Modeling Lane-changes

This study presents a novel multi-class macroscopic lane change model constructed within a Nested Logit discrete choice framework. The model underwent estimation and validation processes using trajectory data collected from a busy weaving section in Antwerp, Belgium, revealing average and maximum rates of inaccurate predictions at 11% and 16%, respectively. The model's estimation of the total number of lane change maneuvers showed a margin of underestimation ranging from 4.1% to 7.7%. Addressing a gap in macroscopic lane change models primarily reliant on theoretical foundations, this research integrates empirical data derived from analyzing over 31,000 observed maneuvers. It introduces a unique alternative-specific discrete choice framework that distinguishes among three maneuver intents, allowing for the consideration of systematic taste variations among drivers. In contrast to data-driven models relying heavily on costly video-based data encompassing the entire traffic flow, this study proposes an innovative approach that estimates the position and frequency of maneuvers using a minimal fraction (1-2%) of vehicle trajectories supplemented by loop detector data. Furthermore, the model's practical usability is demonstrated in real-world traffic scenarios, and its integration into a macroscopic simulation ensures a highly consistent lane balance based on Scalable Quality Value statistics.

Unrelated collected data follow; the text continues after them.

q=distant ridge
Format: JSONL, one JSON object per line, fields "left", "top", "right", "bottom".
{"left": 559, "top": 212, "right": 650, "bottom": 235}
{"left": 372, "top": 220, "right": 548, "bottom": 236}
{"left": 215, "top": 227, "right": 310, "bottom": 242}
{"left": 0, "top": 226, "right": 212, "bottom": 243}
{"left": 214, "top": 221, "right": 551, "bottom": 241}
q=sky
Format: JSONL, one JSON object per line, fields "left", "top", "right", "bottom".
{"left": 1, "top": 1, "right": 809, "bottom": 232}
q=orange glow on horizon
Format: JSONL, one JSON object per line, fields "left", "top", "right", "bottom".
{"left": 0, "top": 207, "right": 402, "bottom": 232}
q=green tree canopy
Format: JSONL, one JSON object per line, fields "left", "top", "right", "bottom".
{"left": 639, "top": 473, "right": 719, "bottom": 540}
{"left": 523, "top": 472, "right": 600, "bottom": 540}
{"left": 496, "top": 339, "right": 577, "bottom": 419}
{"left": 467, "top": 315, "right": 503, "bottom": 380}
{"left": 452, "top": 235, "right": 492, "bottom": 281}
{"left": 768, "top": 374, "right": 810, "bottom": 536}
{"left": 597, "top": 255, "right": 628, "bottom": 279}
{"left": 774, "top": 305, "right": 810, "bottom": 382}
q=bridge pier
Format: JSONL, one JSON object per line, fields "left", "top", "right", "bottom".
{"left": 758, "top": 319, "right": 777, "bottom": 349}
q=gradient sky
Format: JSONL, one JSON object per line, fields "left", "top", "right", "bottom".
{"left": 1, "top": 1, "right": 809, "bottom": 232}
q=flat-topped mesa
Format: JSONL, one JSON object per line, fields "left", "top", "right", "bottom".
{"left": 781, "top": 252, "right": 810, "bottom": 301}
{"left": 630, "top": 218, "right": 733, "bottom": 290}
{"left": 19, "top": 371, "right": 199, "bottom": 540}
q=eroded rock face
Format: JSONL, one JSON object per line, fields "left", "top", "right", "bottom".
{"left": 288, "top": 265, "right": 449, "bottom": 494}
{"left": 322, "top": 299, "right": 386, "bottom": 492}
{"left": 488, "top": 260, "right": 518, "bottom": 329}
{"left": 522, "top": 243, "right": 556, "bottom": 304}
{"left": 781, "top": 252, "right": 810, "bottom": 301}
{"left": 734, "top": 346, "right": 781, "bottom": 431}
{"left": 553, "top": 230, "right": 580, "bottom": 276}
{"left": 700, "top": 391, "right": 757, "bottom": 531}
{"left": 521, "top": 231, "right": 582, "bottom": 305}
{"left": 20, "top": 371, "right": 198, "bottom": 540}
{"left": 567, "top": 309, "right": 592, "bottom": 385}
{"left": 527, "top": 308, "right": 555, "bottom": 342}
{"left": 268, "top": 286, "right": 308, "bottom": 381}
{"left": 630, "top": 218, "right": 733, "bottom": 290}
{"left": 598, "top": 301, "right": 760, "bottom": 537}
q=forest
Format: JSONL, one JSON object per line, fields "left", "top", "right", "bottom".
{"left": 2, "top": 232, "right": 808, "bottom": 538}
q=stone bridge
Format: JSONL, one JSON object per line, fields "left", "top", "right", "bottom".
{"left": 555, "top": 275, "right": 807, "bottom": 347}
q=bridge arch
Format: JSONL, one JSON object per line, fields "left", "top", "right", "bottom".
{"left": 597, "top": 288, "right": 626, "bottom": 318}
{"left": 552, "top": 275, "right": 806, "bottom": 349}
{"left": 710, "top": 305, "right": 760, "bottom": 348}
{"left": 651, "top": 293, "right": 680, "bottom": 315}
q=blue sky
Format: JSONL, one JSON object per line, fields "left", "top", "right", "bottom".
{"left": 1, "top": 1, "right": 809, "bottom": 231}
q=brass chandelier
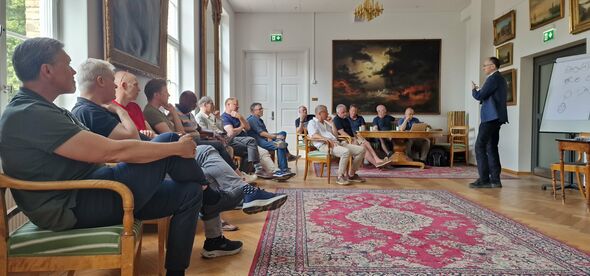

(Papers: Trans. Res. Part C-2024)

The Effect of Lane-changes on the Fundamental Traffic Flow Diagram

Lane Change Maneuvers have been demonstrated to impact road capacity negatively (Coifman et al., 2005). When a vehicle executes a lane change, it essentially occupies two lanes. Likewise, larger vehicles like buses and trucks exert a more pronounced influence on traffic flow than passenger cars. Over the years, traffic specialists have employed Passenger Car Equivalent (PCU) coefficients to account for this impact; however, a parallel effort has not been undertaken to quantify the effect of LCMs. The approximated trajectories facilitated the initiation of such an exploration.

 

Extreme Lane Change Behavior

Late lane changes, where a driver attempts to join a queue on an off-ramp or at a merging point, are often associated with traffic disruptions and can lead to safety hazards. Another example is radical (sudden) lane changes. Radical or sudden lane changes, where a driver makes abrupt and unexpected maneuvers to change lanes, can lead to shock waves in traffic flow and potentially result in accidents. The effect of such specific behavior might be a shock wave or, even more severe, lead to an accident.

 

Lateral Propagation of the Congestion Waves

Congestion might happen for different reasons and propagate longitudinally upstream or laterally from one lane to another. LCMs are the reason for lateral congestion propagation. The reach dataset of reconstructed trajectories facilitates this research.